衆参両院は8日、安倍晋三首相の所信表明演説への各党代表質問を実施した。首相は憲法改正に必要な国民投票の手続きを定めた国民投票法改正案について「国会で議論すべきだ」と述べ、憲法審査会での議論を呼びかけた。同改正案は2018年の通常国会から継続審議となっており、政府・与党は今国会での成立をめざしている。

首相は国民投票法に関し「国民投票運動のあり方など投票制度の根幹に関わるもので、国会で議論されるべき事柄だ」と訴えた。立憲民主党などが結成した共同会派に所属する国民民主党の泉健太政調会長への答弁。

泉氏は改正案に、国民投票実施日の15日前までのテレビCMなどの規制が盛り込まれていないことについて、規制する必要性を聞いたが首相は答えなかった。

自民党は今国会で国民投票法改正案を成立させた後、憲法9条など4項目にわたる同党の改憲案を説明する段取りを描く。立民と国民民主などは国民投票を実施するときのCM規制の議論を優先するよう求めている。

首相は憲法改正を巡り、与野党の議論を通じ「令和の時代にふさわしい改憲原案を作成していただくことを期待する」と述べた。日本維新の会の馬場伸幸幹事長への答弁。

衆院本会議で答弁する安倍首相(8日)

衆院本会議で答弁する安倍首相(8日)

自民党の世耕弘成参院幹事長への答弁では「先の参院選や世論調査で示された国民の声は憲法改正について議論を行うべきだというものだ」と指摘した。「野党各党が案を持ち寄り、憲法審査会で国民の期待に応える活発な議論をしてほしい」と呼びかけた。

10月の消費税の引き上げを受け、首相は泉氏への答弁で「安定的な経済再生と財政健全化に一体的に取り組むことで、今後10年程度は消費税を引き上げる必要はないのではないか」と述べた。首相は7月の参院選前の討論会で同様の見通しを語っていたが、10%への増税後に言及するのは初めてだ。

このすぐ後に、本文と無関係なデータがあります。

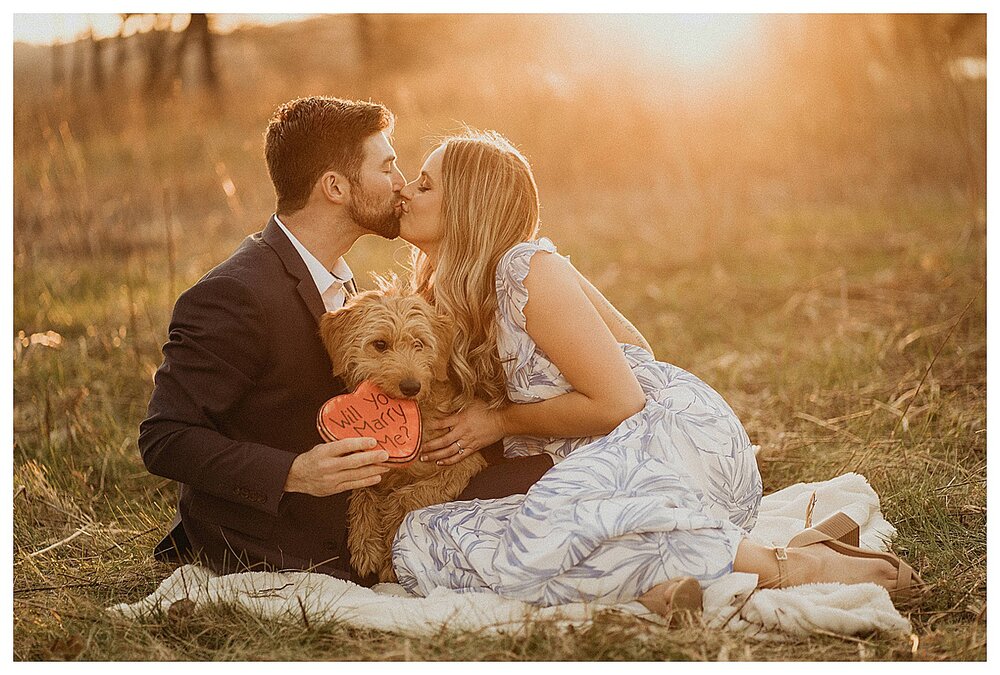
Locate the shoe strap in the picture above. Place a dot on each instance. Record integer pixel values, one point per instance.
(781, 555)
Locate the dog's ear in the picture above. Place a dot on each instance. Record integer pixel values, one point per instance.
(336, 331)
(444, 332)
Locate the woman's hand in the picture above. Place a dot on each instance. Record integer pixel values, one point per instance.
(470, 431)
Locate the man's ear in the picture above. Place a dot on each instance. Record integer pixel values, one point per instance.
(444, 332)
(335, 186)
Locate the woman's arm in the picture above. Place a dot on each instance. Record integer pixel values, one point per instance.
(567, 327)
(620, 327)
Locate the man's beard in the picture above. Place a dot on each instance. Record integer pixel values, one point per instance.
(375, 216)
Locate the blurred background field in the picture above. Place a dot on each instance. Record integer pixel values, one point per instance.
(791, 207)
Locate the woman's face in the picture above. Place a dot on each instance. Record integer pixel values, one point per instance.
(420, 219)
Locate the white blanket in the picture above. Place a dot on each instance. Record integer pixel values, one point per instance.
(730, 603)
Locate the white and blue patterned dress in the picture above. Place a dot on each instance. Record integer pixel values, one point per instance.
(670, 492)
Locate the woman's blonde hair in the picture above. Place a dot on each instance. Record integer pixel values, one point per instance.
(489, 203)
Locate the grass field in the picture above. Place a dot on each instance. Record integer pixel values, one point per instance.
(848, 333)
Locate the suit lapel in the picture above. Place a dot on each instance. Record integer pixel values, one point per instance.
(276, 239)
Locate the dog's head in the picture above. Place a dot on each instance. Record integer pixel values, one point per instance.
(396, 340)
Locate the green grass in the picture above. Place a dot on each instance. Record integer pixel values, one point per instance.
(819, 326)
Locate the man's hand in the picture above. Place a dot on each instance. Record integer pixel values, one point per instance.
(335, 467)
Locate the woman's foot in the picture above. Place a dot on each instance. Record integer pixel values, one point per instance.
(675, 600)
(818, 563)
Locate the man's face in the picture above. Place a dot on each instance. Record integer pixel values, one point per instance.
(374, 203)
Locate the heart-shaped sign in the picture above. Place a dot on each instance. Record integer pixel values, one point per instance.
(369, 412)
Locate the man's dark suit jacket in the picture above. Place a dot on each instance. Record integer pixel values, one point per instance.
(235, 400)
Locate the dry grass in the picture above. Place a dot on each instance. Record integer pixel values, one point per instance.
(846, 329)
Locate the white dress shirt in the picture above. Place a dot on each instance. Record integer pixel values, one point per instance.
(329, 284)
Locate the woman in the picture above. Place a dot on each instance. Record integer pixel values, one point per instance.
(657, 481)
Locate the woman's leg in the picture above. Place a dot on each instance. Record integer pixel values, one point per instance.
(811, 564)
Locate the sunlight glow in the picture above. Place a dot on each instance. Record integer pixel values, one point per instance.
(692, 43)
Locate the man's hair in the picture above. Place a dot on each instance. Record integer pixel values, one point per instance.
(308, 136)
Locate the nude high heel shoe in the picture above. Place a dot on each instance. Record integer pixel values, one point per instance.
(840, 533)
(676, 600)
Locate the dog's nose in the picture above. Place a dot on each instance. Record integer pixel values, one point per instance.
(409, 387)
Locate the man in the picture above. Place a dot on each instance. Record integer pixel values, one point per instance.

泉氏は「『10年上げる必要はない』とは財政的にか、政治的にか」とただした。首相は「18年度の税収がバブル期を超え過去最高水準となる」と主張し、財政的な判断だとの認識を示した。

衆院の代表質問は8日で終了した。参院は9日も本会議で代表質問を続ける。代表質問の終了後、衆参両院で予算委員会の論戦が始まる。